Paul Muni in Scarface 1932, public domainA pinstriped gangster fan.

Artim Drakkin, a main character in my just published book, loves the mobster genre.

With such a small population he knows no peers that share his interest, but this isn’t strange considering the wealth of choices.

The crew is around a thousand, but a thousand of all ages.

Maybe a hundred are near enough in age that Artim would consider them peers. Less than half of those sample backtime media regularly, and with over a century of material, they each could find their own separate genre.

Western, mafia, zombies, vampires, pirates, are all things he’s seen interest in.

How fast does an isolated culture change?

Commentators have suggested after hearing my book’s setting that the small ship society would change a great deal after just a few generations.

I have thought a lot about this in developing my book. Social engineers working on the generation ship project did everything they could think of to set up a system that would support a maintenance of their familiar culture.
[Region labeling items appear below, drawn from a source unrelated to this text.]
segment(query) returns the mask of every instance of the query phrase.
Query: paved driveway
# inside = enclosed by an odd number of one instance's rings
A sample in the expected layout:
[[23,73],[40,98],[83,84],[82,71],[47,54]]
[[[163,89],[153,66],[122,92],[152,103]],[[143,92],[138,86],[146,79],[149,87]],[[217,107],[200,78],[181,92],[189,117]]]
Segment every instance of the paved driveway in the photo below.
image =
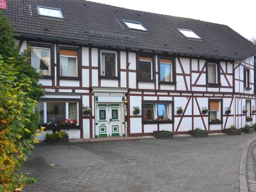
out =
[[40,144],[23,167],[38,181],[24,191],[238,191],[241,156],[253,137]]

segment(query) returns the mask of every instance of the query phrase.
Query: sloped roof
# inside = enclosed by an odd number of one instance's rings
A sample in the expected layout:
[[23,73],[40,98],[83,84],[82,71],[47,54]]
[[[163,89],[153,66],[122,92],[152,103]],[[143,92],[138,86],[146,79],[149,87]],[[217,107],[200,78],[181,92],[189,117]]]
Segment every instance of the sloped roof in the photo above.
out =
[[[37,6],[60,9],[64,19],[38,16]],[[7,6],[6,15],[20,34],[226,58],[256,54],[255,46],[223,25],[83,0],[8,0]],[[129,29],[123,19],[140,22],[147,31]],[[188,38],[177,28],[202,39]]]

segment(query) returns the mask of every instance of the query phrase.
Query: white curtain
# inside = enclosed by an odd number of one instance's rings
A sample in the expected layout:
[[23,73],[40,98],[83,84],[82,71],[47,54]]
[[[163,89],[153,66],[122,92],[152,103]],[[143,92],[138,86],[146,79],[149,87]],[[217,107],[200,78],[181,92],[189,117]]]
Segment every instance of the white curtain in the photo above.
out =
[[208,82],[216,83],[216,65],[208,64]]
[[37,72],[39,72],[40,62],[41,60],[41,50],[40,49],[34,48],[32,54],[32,66],[36,69]]
[[60,57],[60,76],[77,77],[76,57]]

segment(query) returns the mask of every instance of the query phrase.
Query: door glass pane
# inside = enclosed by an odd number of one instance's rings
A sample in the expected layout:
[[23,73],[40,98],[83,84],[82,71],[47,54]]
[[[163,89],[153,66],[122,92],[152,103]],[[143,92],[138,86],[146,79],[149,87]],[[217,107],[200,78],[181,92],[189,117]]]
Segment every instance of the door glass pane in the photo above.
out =
[[160,63],[160,81],[164,82],[172,81],[172,65]]
[[57,124],[66,119],[66,103],[48,102],[47,104],[47,123]]
[[217,83],[216,78],[216,64],[208,64],[208,82]]
[[143,120],[155,119],[154,106],[153,104],[143,104]]
[[118,119],[118,111],[112,110],[112,119]]
[[69,118],[77,120],[77,103],[69,103]]
[[141,80],[148,80],[152,79],[151,61],[139,61],[139,75]]
[[35,108],[35,113],[38,118],[38,123],[44,123],[44,102],[38,102]]
[[168,118],[167,115],[167,104],[157,104],[157,118],[165,119]]
[[106,111],[99,110],[99,119],[100,120],[105,120],[106,119]]
[[31,55],[32,66],[42,75],[51,75],[50,49],[34,48]]
[[117,76],[116,70],[116,53],[101,53],[101,75],[108,77]]
[[60,76],[77,77],[77,58],[60,57]]

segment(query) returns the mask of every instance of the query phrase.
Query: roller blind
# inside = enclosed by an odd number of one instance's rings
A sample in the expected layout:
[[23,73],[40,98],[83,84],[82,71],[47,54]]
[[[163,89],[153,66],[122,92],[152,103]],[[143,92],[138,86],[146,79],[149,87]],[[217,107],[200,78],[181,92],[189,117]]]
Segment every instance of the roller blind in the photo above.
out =
[[210,101],[210,111],[219,111],[219,101]]
[[160,59],[160,62],[163,62],[165,63],[173,63],[173,60],[172,59]]
[[139,60],[147,60],[148,61],[152,61],[152,58],[151,57],[140,57]]
[[77,57],[77,51],[74,50],[65,50],[61,49],[59,50],[59,54],[60,55],[71,56],[73,57]]

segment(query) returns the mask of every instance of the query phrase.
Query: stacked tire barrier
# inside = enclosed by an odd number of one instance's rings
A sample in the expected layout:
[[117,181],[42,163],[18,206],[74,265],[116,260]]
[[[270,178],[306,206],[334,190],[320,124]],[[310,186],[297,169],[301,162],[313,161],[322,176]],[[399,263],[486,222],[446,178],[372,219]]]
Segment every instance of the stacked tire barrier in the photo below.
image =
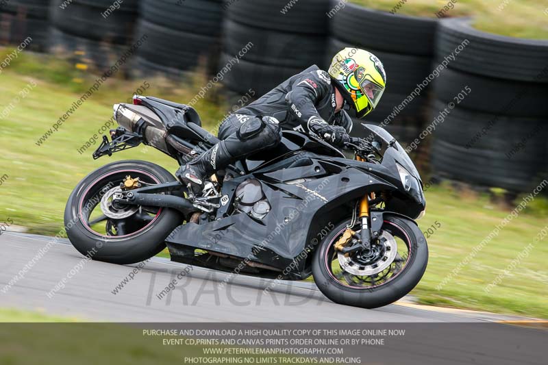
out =
[[[329,0],[228,0],[220,67],[226,88],[257,97],[324,58]],[[234,94],[234,92],[232,92]]]
[[138,0],[51,0],[49,49],[75,62],[103,70],[110,67],[133,40]]
[[0,3],[0,45],[28,42],[28,49],[46,51],[48,3],[49,0],[9,0]]
[[434,83],[434,115],[450,103],[455,108],[434,131],[434,173],[527,191],[547,171],[548,42],[488,34],[469,19],[447,19],[438,29],[437,57],[466,39]]
[[137,51],[136,68],[146,74],[184,75],[216,68],[223,0],[141,0],[136,38],[148,40]]
[[[347,3],[335,11],[333,0],[331,37],[324,66],[336,52],[347,47],[366,49],[383,62],[386,90],[367,123],[381,125],[403,142],[414,138],[425,124],[429,107],[428,83],[419,87],[432,71],[436,19],[393,14]],[[412,99],[412,100],[411,100]],[[356,135],[364,132],[356,128]]]

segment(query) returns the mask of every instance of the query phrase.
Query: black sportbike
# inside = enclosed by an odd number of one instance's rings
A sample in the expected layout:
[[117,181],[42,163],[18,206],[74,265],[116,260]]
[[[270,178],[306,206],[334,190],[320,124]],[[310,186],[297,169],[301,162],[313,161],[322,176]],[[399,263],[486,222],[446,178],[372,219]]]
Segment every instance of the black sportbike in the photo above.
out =
[[[219,140],[192,108],[151,97],[114,105],[119,125],[94,158],[152,146],[179,164]],[[173,261],[286,280],[311,275],[334,302],[373,308],[419,283],[428,249],[414,222],[421,177],[382,128],[353,138],[354,159],[313,136],[284,131],[276,148],[238,162],[193,194],[164,168],[105,165],[75,188],[64,214],[71,242],[93,260],[127,264],[166,246]]]

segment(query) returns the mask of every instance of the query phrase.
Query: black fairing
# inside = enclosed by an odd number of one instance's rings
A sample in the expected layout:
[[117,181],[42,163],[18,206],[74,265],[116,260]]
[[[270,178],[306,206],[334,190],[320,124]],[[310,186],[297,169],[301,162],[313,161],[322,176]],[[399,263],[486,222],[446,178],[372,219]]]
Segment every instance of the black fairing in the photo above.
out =
[[[314,249],[316,232],[349,217],[353,202],[367,192],[395,192],[401,184],[386,166],[345,159],[329,144],[296,132],[284,131],[279,147],[244,164],[245,175],[224,182],[228,202],[214,221],[186,223],[170,236],[172,260],[199,265],[194,260],[199,249],[277,269],[271,271],[273,276],[302,279],[310,273],[306,253]],[[234,192],[249,179],[260,182],[272,207],[261,220],[232,214]],[[415,203],[408,211],[418,214],[423,208]]]

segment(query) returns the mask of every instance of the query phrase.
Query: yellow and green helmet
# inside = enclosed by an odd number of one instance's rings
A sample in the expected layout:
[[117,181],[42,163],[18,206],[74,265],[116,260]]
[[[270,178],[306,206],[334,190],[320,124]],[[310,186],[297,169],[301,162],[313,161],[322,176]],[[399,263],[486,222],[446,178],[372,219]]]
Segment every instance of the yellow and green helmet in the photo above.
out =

In the background, generation after generations sharing the same backtime vid library ensures bonds.

Netflix is my son’s Saturday morning cartoons

In a lot of ways I have more pop culture connections with my five-year-old son than I do with people in their twenties, because of the new accessibility to old media and the rebooting of hits like Transformers.

I imagine a hundred years from now Dragon Ball Z, Legos, and Batman will all still be relevant, our new Olympus gods and fountain for eternal mythology.

Stories need to be relatable.

It is a conscious choice for my fiction to have pop culture familiar to readers existing seven and eight hundred years in the future.

It is a stretch, but one that should be familiar to any sci-fi writer. I don’t have human looking aliens that speak English, but I do have characters that have watched Game of Thrones.

What to watch?

My son and I are both willing to watch videos until pain and discomfort  distracts. He has not been introduced to video gaming, but I suspect he will follow in my footsteps and stare at a screen for a dozen hours as if it is as necessary as air or water. So too will he stay up all night watching the whole season of a Netflix original show.

In a place where we don’t have to work and have several times the library of entertainment we do now, I would worry about our motivation.

Backtime videos could fill the time of any bored character. I did not spend much time in my book talking about what the character’s watched for entertainment.

I worried it would be a distraction to the story of Destiny’s Hand, but perhaps it will be a focus of another tale.

It could be fun to write a short story focused on what interesting characters choose to consume with their eyes, but it would suffer from needing to connect with readers via contemporary shows. As tempting as that is, it would be too much of a stretch to ignore all the backtime that happens after 2014.

My backtime

I am working on a short story about the boy who cried wolf, but with a virtual reality twist.

Reading fables and sharing in their knowing is akin to what these future fictional characters do with backtime vids.